50 Cent, rapper and now movie star with Get Rich or Die Tryin', has claimed that his new Vivendi Universal Games-published title 50 Cent: Bulletproof is an effective tool for children, despite its M rating from the ESRB for "Blood and Gore, Intense Violence, Sexual Themes, Strong Language, Use of Drugs."
In an interview with Reuters, the rapper, whose real name is Curtis Jackson, suggested that: "Just because it is rated Mature doesn't mean you shouldn't buy it for your kids. Play the game and explain to them what they are playing." Though the game industry has come under heavy fire recently for allegedly marketing violent video games to children, Jackson claims that such fears are groundless: "I think everyone knows that a game is a game. There's the part where you actually press start on the controller -- after that you are playing a game."
Despite 50 Cent's claims, it's important to note that U.S. video game retailers currently implement their own store policies requiring age verification for the sale of games rated M (Mature) by the ESRB, which means that minors are not able to buy 50 Cent: Bulletproof of their own accord under these policies.
However, though Jackson claims the game is good for teaching children about the perils of street life, enthusiastic comments from producer Andre Emerson to consumer game website 1UP.com indicate that the level of graphic violence may be too much for those under the age of 17, exactly the reason for its ESRB rating.

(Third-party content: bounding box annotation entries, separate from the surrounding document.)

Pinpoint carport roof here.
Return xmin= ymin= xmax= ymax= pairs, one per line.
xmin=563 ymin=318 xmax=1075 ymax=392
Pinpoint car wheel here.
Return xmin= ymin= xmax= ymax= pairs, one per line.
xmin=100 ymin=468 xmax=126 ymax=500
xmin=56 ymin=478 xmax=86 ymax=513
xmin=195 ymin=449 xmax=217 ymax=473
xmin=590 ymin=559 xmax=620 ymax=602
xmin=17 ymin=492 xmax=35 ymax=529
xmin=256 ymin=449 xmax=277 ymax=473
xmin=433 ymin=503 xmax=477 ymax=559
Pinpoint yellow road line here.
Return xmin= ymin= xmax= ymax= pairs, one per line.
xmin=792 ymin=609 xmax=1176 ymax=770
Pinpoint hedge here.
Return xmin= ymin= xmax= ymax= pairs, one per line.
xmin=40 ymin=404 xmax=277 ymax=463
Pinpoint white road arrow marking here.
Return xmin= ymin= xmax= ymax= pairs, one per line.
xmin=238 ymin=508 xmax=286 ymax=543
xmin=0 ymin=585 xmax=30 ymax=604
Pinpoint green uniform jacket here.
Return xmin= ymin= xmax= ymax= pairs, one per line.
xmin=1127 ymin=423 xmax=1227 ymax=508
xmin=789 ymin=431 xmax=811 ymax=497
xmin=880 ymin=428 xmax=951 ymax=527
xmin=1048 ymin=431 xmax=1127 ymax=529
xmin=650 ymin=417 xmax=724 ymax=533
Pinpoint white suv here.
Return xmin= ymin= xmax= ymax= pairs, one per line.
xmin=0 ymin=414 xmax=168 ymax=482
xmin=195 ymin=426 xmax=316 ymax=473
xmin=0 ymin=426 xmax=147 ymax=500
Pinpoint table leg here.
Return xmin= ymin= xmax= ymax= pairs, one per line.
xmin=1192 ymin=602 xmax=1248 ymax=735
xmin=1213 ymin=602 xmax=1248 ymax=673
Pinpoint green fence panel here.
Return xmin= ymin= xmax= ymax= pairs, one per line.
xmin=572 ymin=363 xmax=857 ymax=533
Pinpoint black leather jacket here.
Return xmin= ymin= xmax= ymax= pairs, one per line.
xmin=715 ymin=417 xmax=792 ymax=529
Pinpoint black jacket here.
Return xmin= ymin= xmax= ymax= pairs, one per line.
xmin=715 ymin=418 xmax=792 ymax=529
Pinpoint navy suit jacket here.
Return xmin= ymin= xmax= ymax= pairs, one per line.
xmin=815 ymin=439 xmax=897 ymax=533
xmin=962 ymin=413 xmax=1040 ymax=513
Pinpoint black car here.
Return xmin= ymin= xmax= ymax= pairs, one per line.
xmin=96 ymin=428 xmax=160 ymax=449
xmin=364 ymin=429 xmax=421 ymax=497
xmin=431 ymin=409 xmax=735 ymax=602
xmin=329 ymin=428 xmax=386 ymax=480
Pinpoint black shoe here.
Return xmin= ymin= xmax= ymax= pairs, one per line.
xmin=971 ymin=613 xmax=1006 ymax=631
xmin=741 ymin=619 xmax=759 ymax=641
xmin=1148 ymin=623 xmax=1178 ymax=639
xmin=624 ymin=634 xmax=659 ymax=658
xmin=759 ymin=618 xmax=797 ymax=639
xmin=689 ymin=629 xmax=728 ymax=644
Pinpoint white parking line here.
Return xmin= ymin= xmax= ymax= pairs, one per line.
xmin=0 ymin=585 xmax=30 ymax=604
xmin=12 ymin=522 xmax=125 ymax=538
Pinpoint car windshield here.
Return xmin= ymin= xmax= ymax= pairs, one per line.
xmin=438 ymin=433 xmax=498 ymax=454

"Here," says Emerson, "you can grab an enemy and steal all of his valuables, leaving both his ego shattered and his pockets empty. Then, you can beat him over the head with your sawed off shotgun until he tells you everything he knows, freeing him of any remaining dignity. Lastly, you can choose to boot him away, giving him false hope of survival as you proceed to blast a hole in his back, which also sends him flying into the path of an oncoming train."